2.10.Bij e-mail van 1 april 2025 heeft de verhuurder een nadere toelichting ingezonden in verband met beschuldigingen van verzoeker over het vervangen van een slot, waardoor hij geen toegang meer zou hebben tot zijn kamer en heeft de verhuurder de beschuldigingen van de hand gewezen. Daarbij heeft hij onder meer de bereidheid uitgesproken om met verzoeker tot een minnelijke oplossing te komen. Bij e-mail van 15 april 2025 heeft de verhuurder verder gereageerd.
Het oordeel van de voorzieningenrechter
3. Verzoeker krijgt gelijk. Het besluit tot uitschrijving van verzoeker is onvoldoende zorgvuldig voorbereid.
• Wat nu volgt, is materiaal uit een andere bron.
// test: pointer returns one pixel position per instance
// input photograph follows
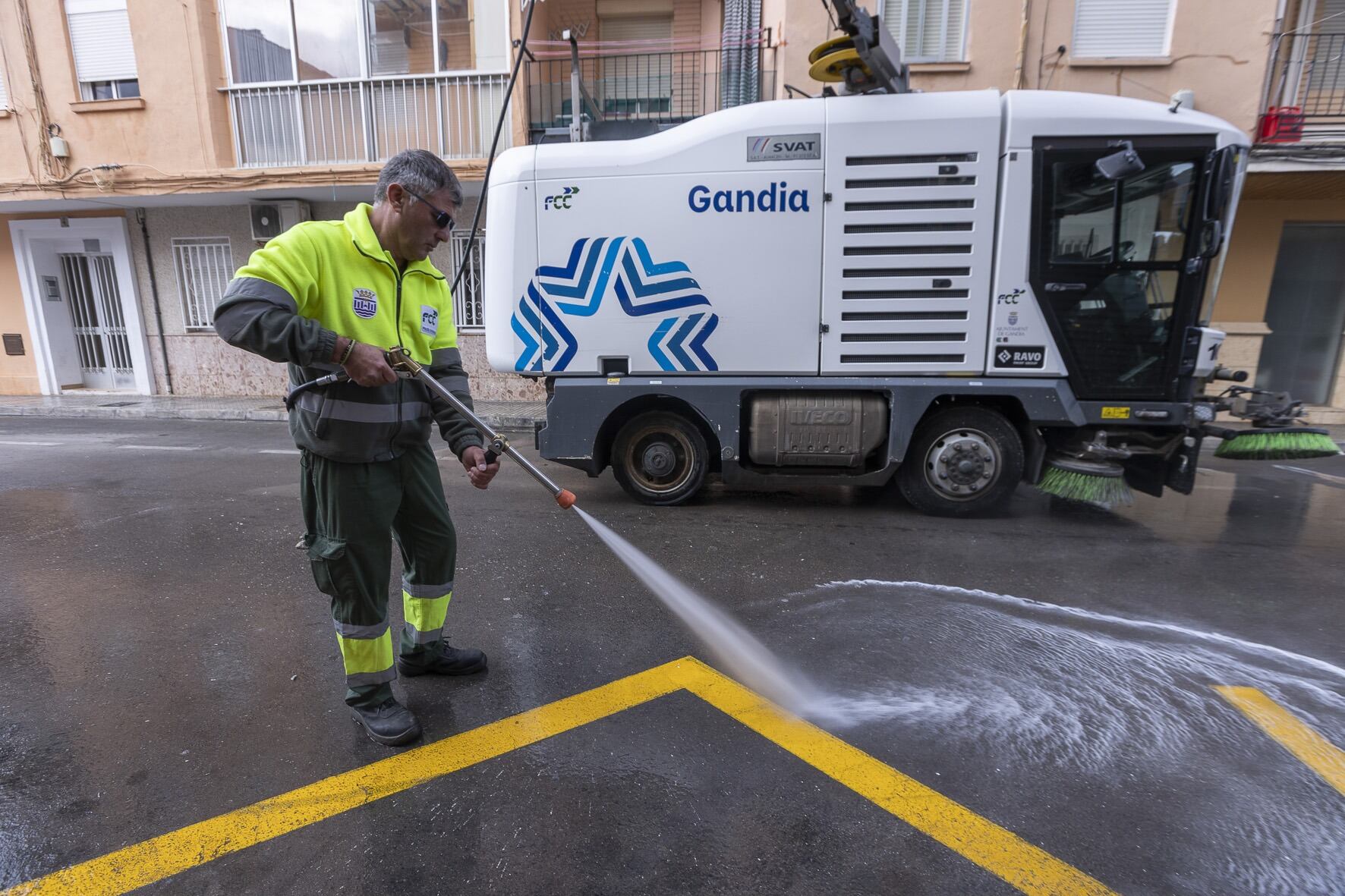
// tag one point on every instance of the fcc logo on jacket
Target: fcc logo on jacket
(365, 303)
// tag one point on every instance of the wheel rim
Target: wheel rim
(660, 461)
(962, 464)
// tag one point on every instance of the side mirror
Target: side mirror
(1122, 163)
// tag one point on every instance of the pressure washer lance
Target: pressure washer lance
(400, 360)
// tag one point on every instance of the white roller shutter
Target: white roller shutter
(1122, 29)
(639, 29)
(927, 30)
(100, 36)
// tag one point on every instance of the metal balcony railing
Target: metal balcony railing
(468, 311)
(663, 88)
(362, 120)
(1306, 99)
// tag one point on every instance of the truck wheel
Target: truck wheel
(962, 462)
(660, 457)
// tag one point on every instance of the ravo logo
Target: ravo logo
(776, 196)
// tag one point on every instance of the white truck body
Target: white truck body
(850, 236)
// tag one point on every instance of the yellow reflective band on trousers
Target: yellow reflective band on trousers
(425, 614)
(365, 655)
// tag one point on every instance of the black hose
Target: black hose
(490, 160)
(341, 376)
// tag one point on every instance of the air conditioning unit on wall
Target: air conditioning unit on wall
(273, 218)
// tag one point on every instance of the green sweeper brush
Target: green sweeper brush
(1099, 482)
(1280, 443)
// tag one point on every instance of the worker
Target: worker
(331, 295)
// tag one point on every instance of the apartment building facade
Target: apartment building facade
(237, 105)
(147, 148)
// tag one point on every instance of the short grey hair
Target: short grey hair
(421, 172)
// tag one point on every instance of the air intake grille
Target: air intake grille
(908, 249)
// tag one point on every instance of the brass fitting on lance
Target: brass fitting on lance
(398, 358)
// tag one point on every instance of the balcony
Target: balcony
(663, 89)
(1306, 99)
(365, 120)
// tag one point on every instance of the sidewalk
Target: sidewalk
(111, 405)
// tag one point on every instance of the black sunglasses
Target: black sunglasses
(443, 219)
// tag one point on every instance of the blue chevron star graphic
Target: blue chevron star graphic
(543, 334)
(677, 344)
(642, 287)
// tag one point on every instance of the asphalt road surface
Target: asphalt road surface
(1149, 700)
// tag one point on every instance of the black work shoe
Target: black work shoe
(448, 661)
(389, 723)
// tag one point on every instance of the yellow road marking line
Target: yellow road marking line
(1306, 744)
(996, 849)
(125, 869)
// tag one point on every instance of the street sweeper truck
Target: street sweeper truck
(962, 291)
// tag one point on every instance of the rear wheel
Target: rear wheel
(962, 462)
(660, 457)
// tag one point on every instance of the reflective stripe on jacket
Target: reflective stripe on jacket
(326, 278)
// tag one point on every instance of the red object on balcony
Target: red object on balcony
(1280, 124)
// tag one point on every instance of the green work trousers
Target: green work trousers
(350, 511)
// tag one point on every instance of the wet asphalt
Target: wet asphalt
(167, 659)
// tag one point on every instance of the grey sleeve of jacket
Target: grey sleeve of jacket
(264, 319)
(447, 367)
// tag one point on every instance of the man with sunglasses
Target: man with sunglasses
(334, 295)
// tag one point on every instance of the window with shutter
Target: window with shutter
(637, 80)
(928, 30)
(1134, 30)
(100, 38)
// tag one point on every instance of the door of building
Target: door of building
(100, 329)
(1305, 314)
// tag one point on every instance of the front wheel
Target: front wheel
(660, 457)
(962, 462)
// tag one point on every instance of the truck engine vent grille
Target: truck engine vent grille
(902, 337)
(909, 238)
(900, 315)
(906, 272)
(914, 205)
(902, 360)
(909, 160)
(908, 250)
(879, 184)
(904, 294)
(934, 226)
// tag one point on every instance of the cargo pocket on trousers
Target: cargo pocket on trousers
(331, 567)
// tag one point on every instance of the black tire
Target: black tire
(660, 457)
(987, 455)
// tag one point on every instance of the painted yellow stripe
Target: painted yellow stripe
(996, 849)
(1306, 744)
(984, 842)
(169, 854)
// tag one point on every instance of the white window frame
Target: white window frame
(897, 10)
(1165, 50)
(76, 8)
(87, 89)
(214, 266)
(364, 53)
(475, 269)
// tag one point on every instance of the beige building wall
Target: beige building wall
(181, 121)
(1221, 50)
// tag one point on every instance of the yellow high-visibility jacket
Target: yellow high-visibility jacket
(326, 278)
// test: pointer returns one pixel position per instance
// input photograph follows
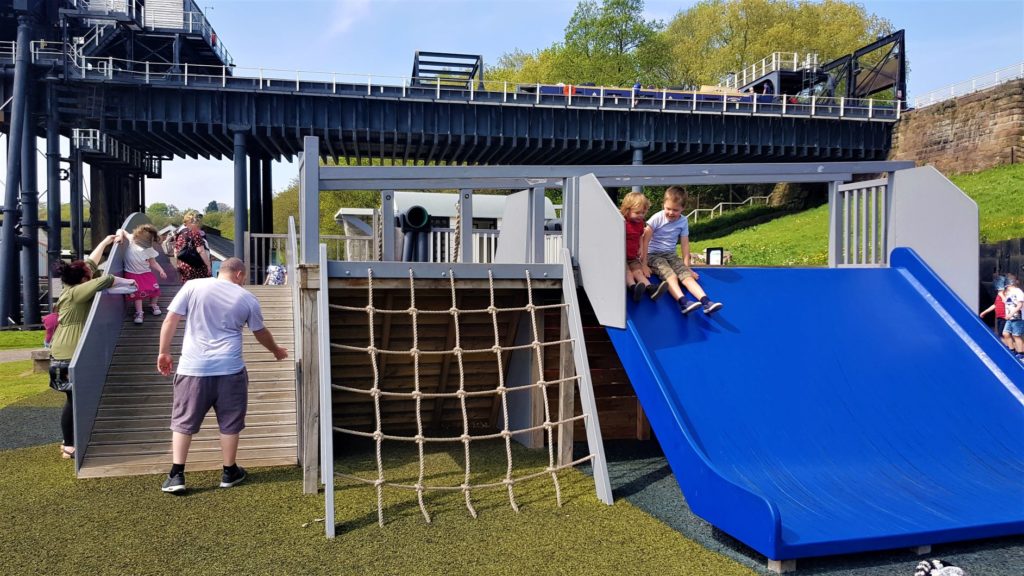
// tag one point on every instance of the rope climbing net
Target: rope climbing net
(500, 391)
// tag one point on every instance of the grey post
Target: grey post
(241, 196)
(387, 225)
(466, 224)
(327, 418)
(309, 200)
(535, 227)
(835, 223)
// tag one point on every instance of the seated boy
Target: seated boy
(669, 228)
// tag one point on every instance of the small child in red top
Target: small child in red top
(999, 306)
(634, 209)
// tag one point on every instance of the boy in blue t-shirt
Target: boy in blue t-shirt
(670, 228)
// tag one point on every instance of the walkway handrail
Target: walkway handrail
(975, 84)
(92, 358)
(489, 92)
(720, 207)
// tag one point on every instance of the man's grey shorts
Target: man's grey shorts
(194, 396)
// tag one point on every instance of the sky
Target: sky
(947, 42)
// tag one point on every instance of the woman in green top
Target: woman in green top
(82, 279)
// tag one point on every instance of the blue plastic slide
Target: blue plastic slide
(833, 411)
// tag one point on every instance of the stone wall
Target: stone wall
(965, 134)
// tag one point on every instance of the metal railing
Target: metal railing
(93, 140)
(720, 207)
(312, 82)
(777, 60)
(975, 84)
(859, 228)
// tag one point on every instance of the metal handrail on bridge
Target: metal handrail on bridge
(487, 92)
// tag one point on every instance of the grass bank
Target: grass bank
(17, 339)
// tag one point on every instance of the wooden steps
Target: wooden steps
(131, 434)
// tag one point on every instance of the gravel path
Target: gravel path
(641, 475)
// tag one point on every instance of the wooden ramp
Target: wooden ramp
(132, 436)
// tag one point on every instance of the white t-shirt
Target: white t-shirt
(1014, 297)
(665, 234)
(136, 258)
(215, 311)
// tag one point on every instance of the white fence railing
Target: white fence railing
(719, 208)
(859, 224)
(1000, 76)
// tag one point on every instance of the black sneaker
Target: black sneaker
(229, 479)
(712, 306)
(637, 292)
(174, 484)
(658, 290)
(688, 305)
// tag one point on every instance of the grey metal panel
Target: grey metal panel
(512, 246)
(602, 253)
(940, 222)
(309, 199)
(589, 402)
(91, 362)
(440, 271)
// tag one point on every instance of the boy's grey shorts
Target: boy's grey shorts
(194, 396)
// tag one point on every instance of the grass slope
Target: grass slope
(14, 339)
(17, 382)
(267, 526)
(803, 239)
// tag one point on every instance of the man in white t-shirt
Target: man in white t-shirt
(211, 372)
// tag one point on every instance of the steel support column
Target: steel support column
(8, 240)
(255, 197)
(30, 217)
(77, 205)
(241, 196)
(637, 161)
(267, 204)
(52, 190)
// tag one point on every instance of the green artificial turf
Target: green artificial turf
(267, 526)
(17, 382)
(17, 339)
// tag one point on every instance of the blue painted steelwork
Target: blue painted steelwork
(867, 409)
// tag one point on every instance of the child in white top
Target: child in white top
(140, 263)
(669, 229)
(1014, 297)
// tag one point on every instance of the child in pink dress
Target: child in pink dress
(140, 263)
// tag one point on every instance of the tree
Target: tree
(716, 37)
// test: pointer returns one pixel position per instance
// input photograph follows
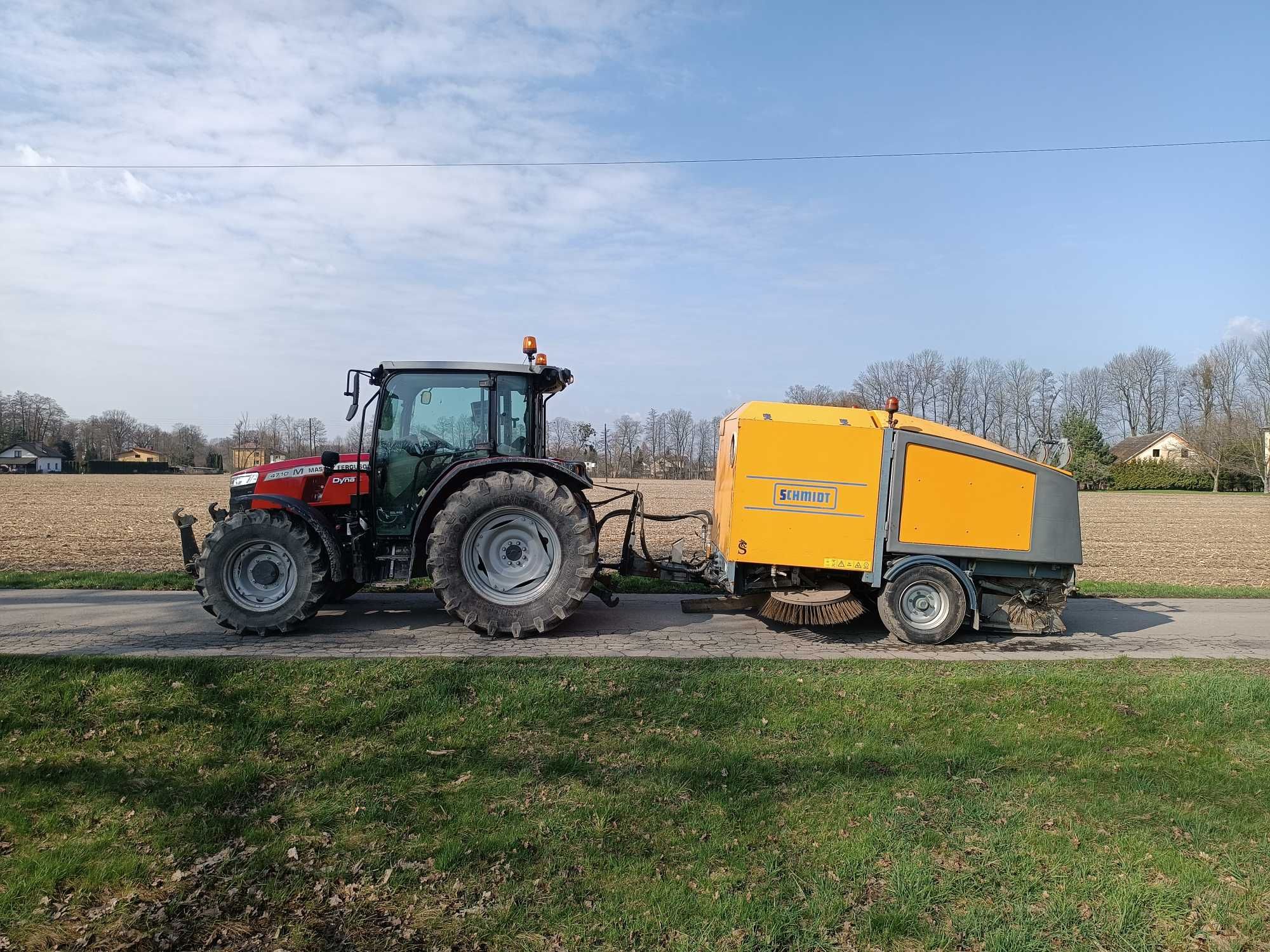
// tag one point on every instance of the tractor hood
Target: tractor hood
(256, 478)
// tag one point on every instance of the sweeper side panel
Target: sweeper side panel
(799, 487)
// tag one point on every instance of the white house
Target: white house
(1161, 446)
(31, 458)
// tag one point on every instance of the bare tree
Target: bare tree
(1227, 445)
(926, 376)
(1088, 393)
(1020, 385)
(985, 390)
(117, 430)
(679, 431)
(625, 436)
(1154, 375)
(1230, 362)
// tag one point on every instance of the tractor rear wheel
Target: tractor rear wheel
(924, 606)
(262, 573)
(512, 553)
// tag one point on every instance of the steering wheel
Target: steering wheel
(427, 444)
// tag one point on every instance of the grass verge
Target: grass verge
(84, 579)
(1155, 590)
(181, 582)
(572, 804)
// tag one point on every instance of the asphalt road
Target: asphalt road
(171, 624)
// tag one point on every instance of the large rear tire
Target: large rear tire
(262, 573)
(924, 606)
(512, 553)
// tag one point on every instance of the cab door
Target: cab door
(427, 422)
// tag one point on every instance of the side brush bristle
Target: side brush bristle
(813, 615)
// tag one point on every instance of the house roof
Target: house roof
(1131, 447)
(35, 450)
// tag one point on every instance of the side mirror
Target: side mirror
(354, 393)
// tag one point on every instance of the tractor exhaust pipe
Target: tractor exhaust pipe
(189, 548)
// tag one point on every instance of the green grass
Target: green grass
(571, 804)
(1156, 590)
(180, 582)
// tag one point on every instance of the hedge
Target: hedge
(1163, 475)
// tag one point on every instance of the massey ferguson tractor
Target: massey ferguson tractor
(819, 512)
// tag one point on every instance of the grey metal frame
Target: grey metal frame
(888, 444)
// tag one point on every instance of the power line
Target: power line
(196, 167)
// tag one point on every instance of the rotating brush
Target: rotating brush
(813, 607)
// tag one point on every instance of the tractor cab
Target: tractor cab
(434, 416)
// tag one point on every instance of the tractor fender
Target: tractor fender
(318, 522)
(459, 474)
(911, 562)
4. Daarbij is van belang dat verzoeker op leeftijd is, namelijk 82 jaar, hij zwaar hartpatiënt is en stelt vaak ergens anders te verblijven waar hij in de gaten wordt gehouden in verband met zijn broze gezondheid. In een dergelijke situatie mag meer zorgvuldigheid van verweerder worden verwacht. Een besluit zoals hier aan de orde, waarbij iemand wordt uitgeschreven uit het Brp, kan niet eerder plaatsvinden dan nadat een gedegen onderzoek heeft plaatsgevonden.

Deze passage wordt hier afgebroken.